In early 2010, however, retail trade sales started to show improvement and all the economic indicators are that the trend will continue, albeit at a slow and steady pace.
Reports from the Washington State Department of Revenue show that retail store sales were down 6.76 percent for 2009 but they were in the positive category during the entire first half of 2010. Washington’s retail sales reports are two quarters behind, but predictions are that store-only sales continued to improve throughout the year, ending with a projected 3 to 4 percent growth over 2009. This is great news for local and national retailers alike.
Through October 2010, total chain-store sales were up 4.6 percent over 2009, according to the International Council of Shopping Centers, or ICSC. Some of the confidence retailers are experiencing was evident in Clark County during 2010, when a new WinCo, Buffalo Wild Wings, Chuck’s Produce and a second Costco store all opened.
The ICSC reported in mid-2010 that 28 percent of consumers are showing an inclination to spend more than in the prior year. However, shoppers are focusing their purchases on needs or replacement items rather than wants. Waiting for sales or coupons, setting budgets and spending limits and limiting time allowed for shopping are all tactics consumers use to control their purchases.
Value is still a strong incentive in the marketplace, and discount stores have benefitted from new consumer habits during the past three years.
Today, discount stores are still seeing sales growth, but it is at a slower rate than other retailers.

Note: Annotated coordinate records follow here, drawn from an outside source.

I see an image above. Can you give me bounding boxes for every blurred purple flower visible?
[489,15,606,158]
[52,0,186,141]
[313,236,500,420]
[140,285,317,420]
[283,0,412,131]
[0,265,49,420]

And the luxury segment showed a 7.5 percent fiscal-year growth as of October 2010, compared to a 9.1 percent average monthly loss in 2009.
A limited survey of local retailers tells a similar story.
Local value-priced grocers, including Grocery Outlet and WinCo, called 2010 sales flat compared to growth in the recessionary years of 2007 through 2009, an indication that shoppers who switched stores due to the economy may be feeling financially able to shop at higher-priced competitors.
Local pizza restaurants Smokey’s Pizza and Blind Onion Pizza said sales were up a bit in 2010, with most of the increases coming after midyear. They expect to trend with state and national sales growth.
Clothing retailers that have been in the community over 10 years say their apparel sales are flat or up just slightly, a welcome trend.
Parkrose Hardware owner Bryan Ableidinger noted that his Vancouver store has aggressively increased its level of service and support, resulting in sales growth in 2010. He said that his customers are using their shopping budgets to purchase higher-quality products and brands.
Westfield Vancouver Mall reported in October that during 2010 it saw an uptick in monthly sales and traffic.
All retailers know that the state of retail sales in 2011 will depend on jobs, consumer confidence and their own ability to understand their customers, providing the right mix of merchandise and service.
The sweetest words in retail this year could be these from Ableidinger: “We’re budgeting for growth in 2011.”